# HAF 932 or Antec 1200?



## exo17 (Mar 29, 2009)

Hi guys, my current case is getting on my nerves ; its very small and has very limited airflow(and i recently dented it by dropping my brother's laptop on it), so I was thinking of buying a new case and have narrowed it down to these two. You may also suggest other cases, but I'm pretty set on either of these. My budget is around 200 euros, but I will be buying from Malta and not online.


----------



## ShadowFold (Mar 29, 2009)

HAF is the best. I don't have it but it's definitely the best case on the market for non-watercoolers.


----------



## Kursah (Mar 29, 2009)

Both are damn good cases, but imo the HAF932 is probably the most kickass out of the two. As-far-as airflow goes though, I think both would be nearly as effective. My 900 and 300 both are kickass cases as-far-as airflow is concerned.

Though if it were me, I'd probably go with the HAF.


----------



## h3llb3nd4 (Mar 29, 2009)

the haf have the best design for air cooling, (even though It looks too ugly) I would definitly get the haf if you want to OC


----------



## nicholasblock (Mar 29, 2009)

Antec all the way I have the 900 and i love sad part is that 2 weeks after i bought it the 1200 came out. It always happens like that.You think you bought something nice and the next best thing comes the next day


----------



## MRCL (Mar 29, 2009)

Well its a matter of taste, and in that case I'd go with the HAF, too. I read some reviews about it out of interest, and its a really good case. And it has more than enough space.

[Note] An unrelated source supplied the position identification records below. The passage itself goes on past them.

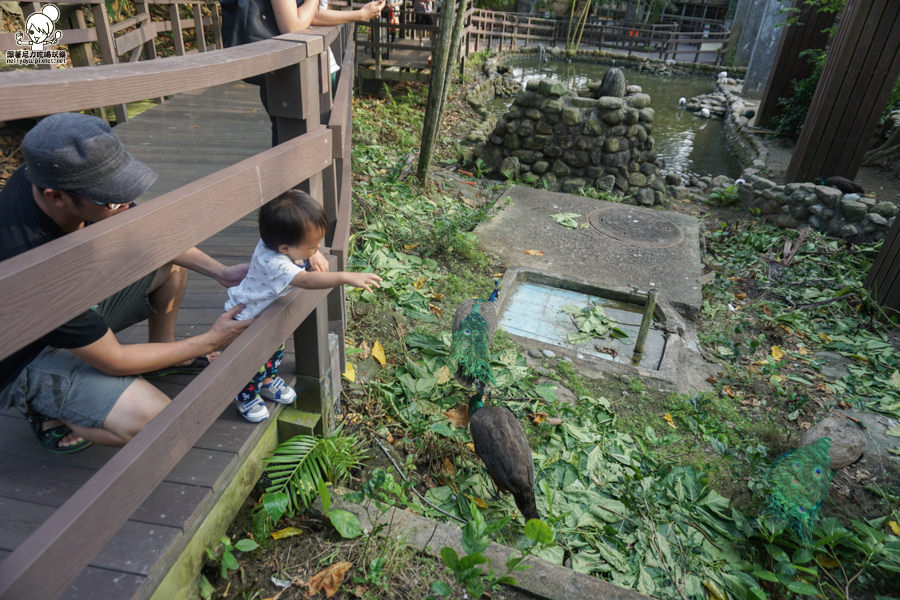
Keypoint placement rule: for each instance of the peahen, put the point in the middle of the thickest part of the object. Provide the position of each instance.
(499, 438)
(501, 444)
(798, 481)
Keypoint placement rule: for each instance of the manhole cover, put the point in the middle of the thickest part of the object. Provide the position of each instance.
(636, 227)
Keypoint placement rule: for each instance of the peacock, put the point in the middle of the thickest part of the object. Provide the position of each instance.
(798, 481)
(499, 438)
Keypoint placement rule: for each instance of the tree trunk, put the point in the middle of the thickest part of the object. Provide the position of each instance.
(436, 89)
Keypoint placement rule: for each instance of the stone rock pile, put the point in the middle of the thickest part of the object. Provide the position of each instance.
(853, 217)
(600, 139)
(715, 103)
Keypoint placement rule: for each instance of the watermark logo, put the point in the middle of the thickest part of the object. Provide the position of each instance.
(40, 31)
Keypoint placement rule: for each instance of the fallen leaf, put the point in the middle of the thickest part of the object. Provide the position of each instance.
(286, 532)
(378, 353)
(328, 579)
(443, 375)
(480, 503)
(458, 415)
(448, 467)
(895, 379)
(827, 561)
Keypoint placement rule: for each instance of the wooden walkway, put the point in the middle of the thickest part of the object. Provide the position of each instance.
(229, 124)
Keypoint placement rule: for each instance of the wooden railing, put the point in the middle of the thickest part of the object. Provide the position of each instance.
(131, 39)
(497, 30)
(43, 288)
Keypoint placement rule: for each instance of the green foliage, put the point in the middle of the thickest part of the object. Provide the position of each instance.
(298, 469)
(476, 537)
(592, 323)
(227, 561)
(795, 107)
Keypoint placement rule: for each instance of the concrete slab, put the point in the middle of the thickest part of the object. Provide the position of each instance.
(543, 579)
(616, 245)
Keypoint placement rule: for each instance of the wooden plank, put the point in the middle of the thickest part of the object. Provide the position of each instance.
(132, 549)
(187, 215)
(32, 93)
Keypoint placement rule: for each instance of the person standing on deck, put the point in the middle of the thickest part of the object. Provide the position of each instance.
(77, 384)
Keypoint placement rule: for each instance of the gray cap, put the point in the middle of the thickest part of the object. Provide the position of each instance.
(80, 154)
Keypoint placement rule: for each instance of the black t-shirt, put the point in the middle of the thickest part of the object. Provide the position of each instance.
(23, 226)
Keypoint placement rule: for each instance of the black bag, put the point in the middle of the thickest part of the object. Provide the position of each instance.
(247, 21)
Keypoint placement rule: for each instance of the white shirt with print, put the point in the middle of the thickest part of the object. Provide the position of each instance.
(269, 277)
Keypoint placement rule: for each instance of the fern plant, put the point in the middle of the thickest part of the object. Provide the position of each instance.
(297, 469)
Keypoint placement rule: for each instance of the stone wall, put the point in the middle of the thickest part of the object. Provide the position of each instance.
(853, 217)
(600, 138)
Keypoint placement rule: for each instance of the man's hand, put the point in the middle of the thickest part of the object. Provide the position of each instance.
(363, 280)
(318, 262)
(371, 10)
(233, 275)
(226, 329)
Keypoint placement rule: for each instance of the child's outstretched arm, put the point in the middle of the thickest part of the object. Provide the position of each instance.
(319, 280)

Personally I just ordered a Cosmos S yesterday. Its big, it's stylish and for me, it looks way better than the HAF. It would even fit in your budget I think. I do not like Antec cases, they're just ugly in my eyes.


----------



## DarkEgo (Mar 29, 2009)

The HAF is definitely the way to go. It is much better then the Antec 1200, there is no competition.


----------



## SystemViper (Mar 29, 2009)

HAF too! +10


----------



## alexp999 (Mar 29, 2009)

Agree, have to get the HAF. I would, love my CM690.


----------



## exo17 (Mar 29, 2009)

Thanks for the input guys - will probably pick it up this week. Do you suggest keeping the 230mm fan on the side or switch it with four 120mm fans?


----------



## MRCL (Mar 29, 2009)

exo17 said:


> Thanks for the input guys - will probably pick it up this week. Do you suggest keeping the 230mm fan on the side or switch it with four 120mm fans?

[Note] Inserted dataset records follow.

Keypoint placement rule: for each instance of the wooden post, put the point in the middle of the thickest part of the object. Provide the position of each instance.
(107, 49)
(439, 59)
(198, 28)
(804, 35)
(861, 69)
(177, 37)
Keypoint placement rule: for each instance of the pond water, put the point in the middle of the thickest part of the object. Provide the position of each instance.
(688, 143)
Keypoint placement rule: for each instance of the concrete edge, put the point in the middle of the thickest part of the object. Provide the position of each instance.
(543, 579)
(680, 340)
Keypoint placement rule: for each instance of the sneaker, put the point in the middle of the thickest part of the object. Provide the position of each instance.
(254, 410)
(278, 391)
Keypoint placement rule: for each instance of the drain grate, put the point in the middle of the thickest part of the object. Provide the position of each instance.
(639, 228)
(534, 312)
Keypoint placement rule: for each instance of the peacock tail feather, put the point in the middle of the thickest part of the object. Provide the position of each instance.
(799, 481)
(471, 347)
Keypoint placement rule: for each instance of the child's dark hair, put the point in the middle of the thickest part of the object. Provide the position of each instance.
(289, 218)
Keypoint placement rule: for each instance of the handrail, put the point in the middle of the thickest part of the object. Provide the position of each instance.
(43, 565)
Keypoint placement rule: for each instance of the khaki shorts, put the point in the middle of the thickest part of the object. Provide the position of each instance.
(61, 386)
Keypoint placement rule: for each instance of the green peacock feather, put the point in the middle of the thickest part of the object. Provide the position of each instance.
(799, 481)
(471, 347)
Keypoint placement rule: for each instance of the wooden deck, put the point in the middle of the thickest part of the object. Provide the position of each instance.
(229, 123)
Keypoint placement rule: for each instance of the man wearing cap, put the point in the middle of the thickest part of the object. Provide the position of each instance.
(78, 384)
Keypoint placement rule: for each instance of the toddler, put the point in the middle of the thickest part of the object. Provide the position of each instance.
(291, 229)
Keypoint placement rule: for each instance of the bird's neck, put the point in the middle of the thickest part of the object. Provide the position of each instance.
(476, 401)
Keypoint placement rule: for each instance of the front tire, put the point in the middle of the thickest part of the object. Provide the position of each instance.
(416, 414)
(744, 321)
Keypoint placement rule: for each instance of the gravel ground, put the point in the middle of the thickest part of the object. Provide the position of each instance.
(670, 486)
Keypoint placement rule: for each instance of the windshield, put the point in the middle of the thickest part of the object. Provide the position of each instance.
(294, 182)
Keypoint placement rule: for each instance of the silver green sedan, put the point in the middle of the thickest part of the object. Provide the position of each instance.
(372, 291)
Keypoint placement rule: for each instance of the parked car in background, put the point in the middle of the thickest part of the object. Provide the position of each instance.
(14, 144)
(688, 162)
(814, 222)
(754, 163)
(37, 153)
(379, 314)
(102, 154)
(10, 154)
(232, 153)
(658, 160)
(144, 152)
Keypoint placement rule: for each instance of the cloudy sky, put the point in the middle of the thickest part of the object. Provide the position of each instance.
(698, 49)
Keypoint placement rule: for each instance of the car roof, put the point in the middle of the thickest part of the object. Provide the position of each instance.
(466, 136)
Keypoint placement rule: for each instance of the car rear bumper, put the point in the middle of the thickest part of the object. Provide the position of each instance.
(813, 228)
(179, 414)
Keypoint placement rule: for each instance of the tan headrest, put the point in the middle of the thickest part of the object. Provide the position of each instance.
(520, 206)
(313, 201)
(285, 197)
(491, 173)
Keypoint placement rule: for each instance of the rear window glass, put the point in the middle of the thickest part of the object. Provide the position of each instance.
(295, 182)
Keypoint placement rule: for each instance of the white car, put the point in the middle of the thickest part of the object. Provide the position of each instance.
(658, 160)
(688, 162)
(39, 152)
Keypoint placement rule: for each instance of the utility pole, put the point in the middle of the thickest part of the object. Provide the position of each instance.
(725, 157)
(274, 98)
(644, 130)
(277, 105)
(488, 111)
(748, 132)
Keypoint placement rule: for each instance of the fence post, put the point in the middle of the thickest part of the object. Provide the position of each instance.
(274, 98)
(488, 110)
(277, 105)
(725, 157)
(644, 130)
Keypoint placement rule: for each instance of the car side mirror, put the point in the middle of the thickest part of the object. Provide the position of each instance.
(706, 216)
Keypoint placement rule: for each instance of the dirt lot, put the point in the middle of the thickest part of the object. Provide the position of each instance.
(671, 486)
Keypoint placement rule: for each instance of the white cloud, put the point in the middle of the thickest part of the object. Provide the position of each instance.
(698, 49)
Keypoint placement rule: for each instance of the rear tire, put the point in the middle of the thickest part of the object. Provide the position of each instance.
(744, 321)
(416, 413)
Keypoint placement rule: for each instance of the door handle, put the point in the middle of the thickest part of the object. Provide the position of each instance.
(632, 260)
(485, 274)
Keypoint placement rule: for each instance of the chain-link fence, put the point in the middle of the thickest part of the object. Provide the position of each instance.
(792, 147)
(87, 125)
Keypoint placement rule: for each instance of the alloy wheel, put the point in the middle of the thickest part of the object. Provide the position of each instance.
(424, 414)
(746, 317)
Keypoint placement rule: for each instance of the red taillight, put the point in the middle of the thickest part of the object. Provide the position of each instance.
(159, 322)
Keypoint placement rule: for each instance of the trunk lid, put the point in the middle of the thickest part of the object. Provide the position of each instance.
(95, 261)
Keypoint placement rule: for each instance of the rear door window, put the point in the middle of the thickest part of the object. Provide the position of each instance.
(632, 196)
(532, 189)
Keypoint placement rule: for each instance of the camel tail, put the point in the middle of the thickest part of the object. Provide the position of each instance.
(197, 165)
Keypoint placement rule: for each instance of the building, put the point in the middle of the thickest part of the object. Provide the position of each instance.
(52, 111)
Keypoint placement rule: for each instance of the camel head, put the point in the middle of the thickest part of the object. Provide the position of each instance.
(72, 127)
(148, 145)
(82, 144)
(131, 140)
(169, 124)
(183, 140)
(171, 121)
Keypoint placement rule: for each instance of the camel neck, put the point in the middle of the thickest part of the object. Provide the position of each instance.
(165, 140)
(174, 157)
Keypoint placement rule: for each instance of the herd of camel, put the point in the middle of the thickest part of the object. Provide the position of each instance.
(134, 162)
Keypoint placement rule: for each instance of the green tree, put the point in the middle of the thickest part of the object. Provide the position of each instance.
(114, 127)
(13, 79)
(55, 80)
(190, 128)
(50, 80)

I suggest keeping the 230mm fan. Four 120mm ones would eventually move more air, but also be louder.


----------



## BumbleBee (Mar 29, 2009)

HAF 932. why do you guys say it's a non-water cooling case? you can mount 2x 120mm x 240mm on the side panel, 1x 120mm x 360mm on the top panel and 1x 120mm x 240mm on the bottom.


----------



## viczulis (Mar 29, 2009)

I have 4 900 cases and 1 - 1200 they are excellent cases but that Haf looks good too. 
Don't think you can go wrong on either.


----------



## MRCL (Mar 29, 2009)

BumbleBee said:


> HAF 932. why do you guys say it's a non-water cooling case? you can mount 2x 120mm x 240mm on the side panel, 1x 120mm x 360mm on the top panel and 1x 120mm x 240mm on the bottom.

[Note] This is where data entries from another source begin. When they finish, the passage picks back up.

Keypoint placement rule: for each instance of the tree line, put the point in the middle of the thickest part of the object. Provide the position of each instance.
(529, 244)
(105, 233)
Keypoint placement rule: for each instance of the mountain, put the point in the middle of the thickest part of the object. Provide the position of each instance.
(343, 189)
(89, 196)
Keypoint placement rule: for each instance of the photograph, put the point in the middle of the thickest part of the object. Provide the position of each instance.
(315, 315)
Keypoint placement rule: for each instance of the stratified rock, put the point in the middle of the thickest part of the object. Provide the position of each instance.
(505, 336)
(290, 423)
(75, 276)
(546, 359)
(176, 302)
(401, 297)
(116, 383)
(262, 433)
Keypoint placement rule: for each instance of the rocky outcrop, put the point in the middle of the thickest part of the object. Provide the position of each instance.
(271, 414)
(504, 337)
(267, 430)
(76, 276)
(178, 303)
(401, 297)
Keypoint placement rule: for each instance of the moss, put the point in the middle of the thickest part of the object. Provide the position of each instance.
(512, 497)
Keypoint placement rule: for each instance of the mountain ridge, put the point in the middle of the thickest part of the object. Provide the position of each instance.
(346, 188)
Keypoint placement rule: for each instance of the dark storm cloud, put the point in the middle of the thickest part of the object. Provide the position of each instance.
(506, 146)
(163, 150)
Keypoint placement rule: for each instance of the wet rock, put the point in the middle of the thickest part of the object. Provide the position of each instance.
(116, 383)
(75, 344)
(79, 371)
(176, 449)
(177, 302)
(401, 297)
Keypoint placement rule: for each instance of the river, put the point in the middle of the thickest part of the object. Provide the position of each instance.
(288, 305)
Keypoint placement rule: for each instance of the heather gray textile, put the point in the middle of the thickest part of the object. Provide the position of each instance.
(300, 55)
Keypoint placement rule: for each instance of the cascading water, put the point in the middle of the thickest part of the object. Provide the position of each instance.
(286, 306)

I guess with all that mesh and perforated parts allowing for high airflow, it just screams for air cooling.

PS: Yum yum bumblebee bumblebee tuna...


----------



## BumbleBee (Mar 29, 2009)

MRCL said:


> I guess with all that mesh and perforated parts allowing for high airflow, it just screams for air cooling.
> 
> PS: Yum yum bumblebee bumblebee tuna...



dremel?

here is what the HAF 932 has over the Antec 1200



> * more 5.25" drive bays (who's really going to sacrifice a hard drive cage with a fan mount for more 5.25" bays?)
> * supports extended atx
> * tooless 5.25" bays, expansion slots and hard drive cage
> * more usb ports
> ...


----------



## BumbleBee (Mar 29, 2009)

you know whats funny? the HAF 932 is actually cheaper than the Storm Sniper in Canada, it's the opposite in America.


----------



## viczulis (Mar 29, 2009)

I like that the PSU can go up top or bottom.


----------



## LittleLizard (Mar 29, 2009)

the haf is better in almost all senses


----------



## vladmire (Apr 4, 2009)

HAF is a good choice or better.

-careful though, any of these cases are dust eaters...

I forgot the whole meaning but i hope this is the right one

HAF = High Air Flow
9 - 9 inches width
3 - 3 x 230mm fans
2 - 2 PSU Mount


----------